We all love summer. And for obvious reasons. Summertime is synonymous with fun, relaxation, get-togethers, vacations, camps, no school, no schedules! Tim McGraw sings (with a slight adaptation) “in every person’s life, there seems to be an event he/she will never forget and it all began in the summer!” And so we grab summer — rather selfishly — and fill it up with carefully planned out lake times, ocean visits, golf trips, tennis matches, lemonade sales, garage sales, bike trips, swimming lessons and more. But what a paradox! Yearning for the essence of summer — free time, leisure, relaxation — while filling it up with scripted plans and schedules for the cabin, camping trips, vacations, sports camps, brainy camps, art camps, baseball or soccer practice, swimming lessons, gardening plans, building sheds, planting flowers, and so on.

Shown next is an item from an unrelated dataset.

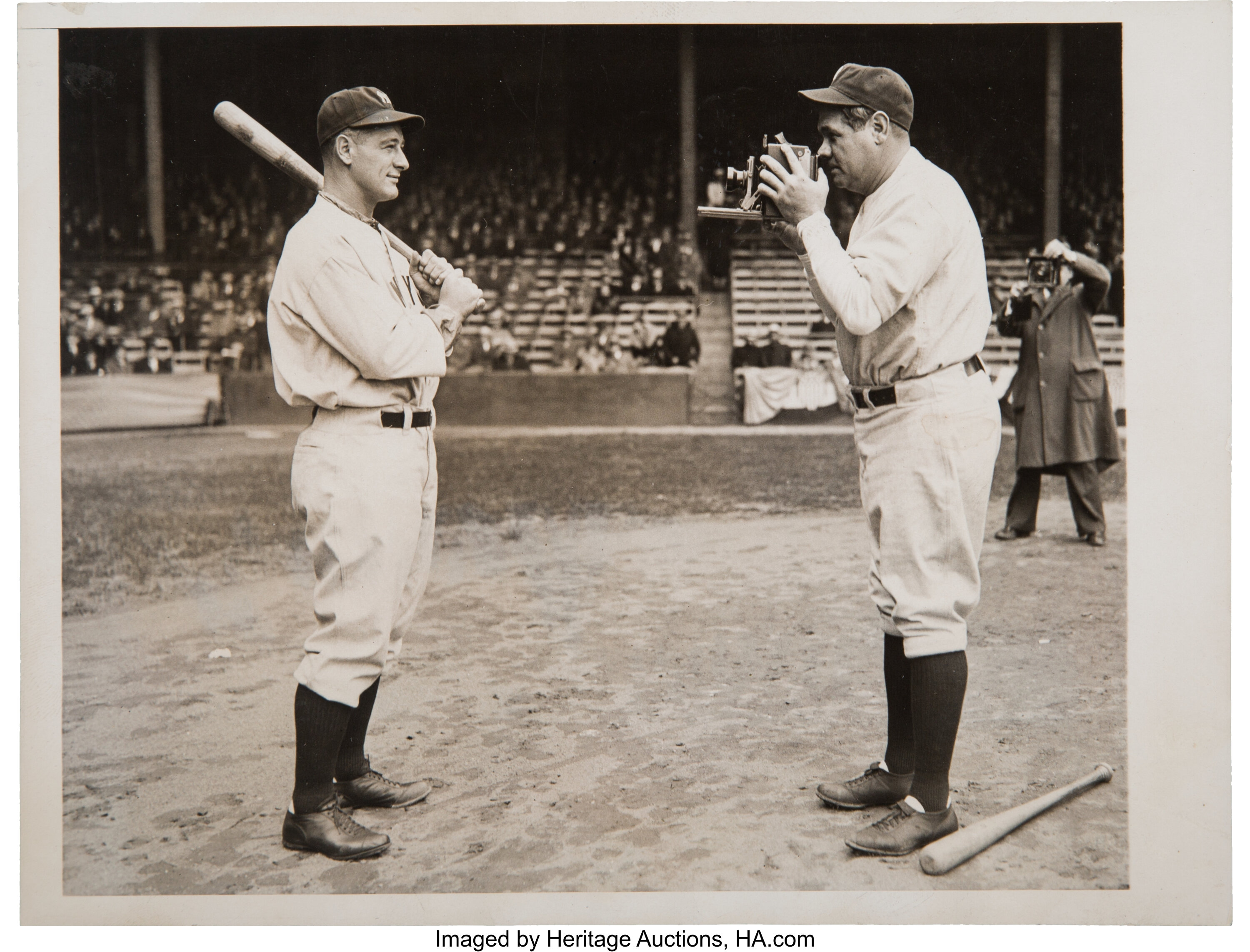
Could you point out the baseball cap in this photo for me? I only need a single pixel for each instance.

Summer can so easily get overbooked, allowing us to forget having spontaneous, lemonade-sipping moments in our screened-in porches, our front porches, or backyard decks. And then, before we know it, summer trips into fall, robbing us of an abundance of leisure time and relaxation that we had hoped for! May all of us look back after this summer has passed with genuine gratitude for sharing our leisure time with plenty of people and guests we so love. By the time fall rolls around, may all of us have had more leisure time than we knew what to do with! So, let’s turn to the sage advice of St. Peter. “Make every effort — especially this summer (my emphasis added) — to supplement your faith with virtue; virtue with knowledge; knowledge with self-control, self-control with endurance, endurance with devotion, devotion with mutual affection, mutual affection with love.” (2 Peter 1:7)
That’s it! Let’s make sure we don’t lose out on a vital opportunity this summer! The opportunity to teach our children about virtue! Let’s strike while the match is hot! [figuratively and literally speaking]and refigure summer so we ensure that our children learn to put on even more virtue — virtuously. Surely, summer-time provides parents with endlessly more opportunities to observe their children more closely! Even as we attend their games and practices, and especially as they hang out at home. Let’s use summer to instill invaluable virtue training — on the sly and the not-so-sly!
Just as we schedule baseball practice, schedule in weekly lessons that help train your children in virtuous living. Yes, this training will need you to take explain what each virtue looks and feels like; what it is; its importance; and how it opposes vice! Additionally, work on shoring up your children’s self control which in turn will help them to effectuate heartfelt changes.
Allowing a child to do anything he/she wants to and in excess does not instill the virtue of self control; refocusing self-interests on others will help them re-gain the virtue. For example, allowing a child to use entertaining electronics for hours each day is excessive. Watching daytime TV is a pure waste of good summer time! Overscheduling a child’s summer is also excessive.
This summer, we can all benefit from attending to St Peter’s call to “make every effort to supplement our faith with virtue; virtue with knowledge; knowledge with self-control, self-control with endurance, endurance with devotion, devotion with mutual affection, and mutual affection with love.” These efforts will truly help you make beautiful memories — and that’s a promise from St. Peter.
May you make every effort to supplement your faith — and that of your children — with virtue! You – not society — are your children’s best teacher in the art of living well. In fact, modern day society doesn’t make it easy to be good at all! And so, it is critical to teach your children that virtue helps them to be good; it allows them to live more freely, and it also helps them to discover true happiness. Make this summer really matter!